EOS fördert 3D-Druck an Unis

EOS unterstützt mit dem ‚Academia Programm‘ Forschung und Lehre: Institute können Systeme zur additiven Fertigung zu vergünstigten Konditionen erwerben. Weltweit sind derzeit über 300 EOS-Systeme an Unis und Forschungseinrichtungen im Einsatz.

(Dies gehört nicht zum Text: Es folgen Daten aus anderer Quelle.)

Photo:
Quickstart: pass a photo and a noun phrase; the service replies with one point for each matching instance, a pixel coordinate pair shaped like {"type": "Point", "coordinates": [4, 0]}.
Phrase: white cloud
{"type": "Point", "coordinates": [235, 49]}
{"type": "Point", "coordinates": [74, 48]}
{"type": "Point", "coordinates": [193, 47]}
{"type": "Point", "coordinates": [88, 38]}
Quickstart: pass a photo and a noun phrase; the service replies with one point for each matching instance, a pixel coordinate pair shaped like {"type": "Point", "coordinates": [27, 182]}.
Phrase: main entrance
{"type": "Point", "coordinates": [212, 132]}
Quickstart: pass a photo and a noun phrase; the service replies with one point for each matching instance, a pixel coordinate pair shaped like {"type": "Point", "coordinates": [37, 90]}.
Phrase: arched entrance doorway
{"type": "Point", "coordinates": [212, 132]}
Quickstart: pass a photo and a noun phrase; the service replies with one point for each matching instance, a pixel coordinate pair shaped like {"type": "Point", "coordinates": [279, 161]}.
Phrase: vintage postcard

Junge Menschen, ergo die Fachleute von morgen, schon heute mit der additiven Fertigung vertraut zu machen, ist das Ziel des Förderprogramms von EOS (Quelle: EOS)

Nach erfolgreicher Anmeldung erhalten die teilnehmenden Institute von einem exklusiven Zugang zu regelmäßigen Updates aus der Welt der additiven Fertigung – z.B. in Form von Anwendungsbeispielen und White Papern sowie unterschiedlichen Aktionen speziell für den akademischen Bereich. Zudem erhalten sie Zugang zu drei neuen Angebotspaketen. Durch die Kombination aus speziellen Trainings mit der praktischen Anwendung an einem eigenen 3D-Druck-System können Wissenschaftler und Lehrende die vielfältigen Möglichkeiten der Technologie selbst erfahren und aktiv vermitteln.

Zudem werden speziell drei weitere Pakete angeboten. Durch die Kombination aus gezielten Trainings mit der praktischen Anwendung an einem eigenen 3D-Druck-System können Wissenschaftler und Lehrende die vielfältigen Möglichkeiten der Technologie selbst erfahren und aktiv vermitteln. Damit erhöhen Universitäten mit ihrer so erworbenen Expertise und einem entsprechenden Lehrangebot zur Schlüsseltechnologie 3D-Druck ihre Attraktivität als Bildungsstandort.

„Als Technologie- und Marktführer ist es uns ein zentrales Anliegen, Wissenschaftler und Studenten von heute auf die beruflichen Anforderungen von morgen vorzubereiten. Deshalb fördern wir mit unserem Academia Programm gezielt Universitäten und Forschungseinrichtungen, um ihnen eine bestmögliche sowie hochmoderne technologische Ausstattung zu ermöglichen“, kommentiert Dr. Adrian Keppler, CEO und Sprecher der Geschäftsführung von EOS.

EOS unterstützt mit dem Academia Programm bereits seit über zwanzig Jahren erfolgreich Forschung und Lehre, die EOS-Systeme zu attraktiven Konditionen erwerben können. Weltweit werden bereits über 300 EOS-Systeme an Universitäten und Forschungseinrichtungen eingesetzt – beispielsweise an der Technischen Universität München, der Universität Wolverhampton (UK), der California Polytechnic State University (San Luis Obispo, USA) oder der Incheon PolyTech (Seoul, Südkorea).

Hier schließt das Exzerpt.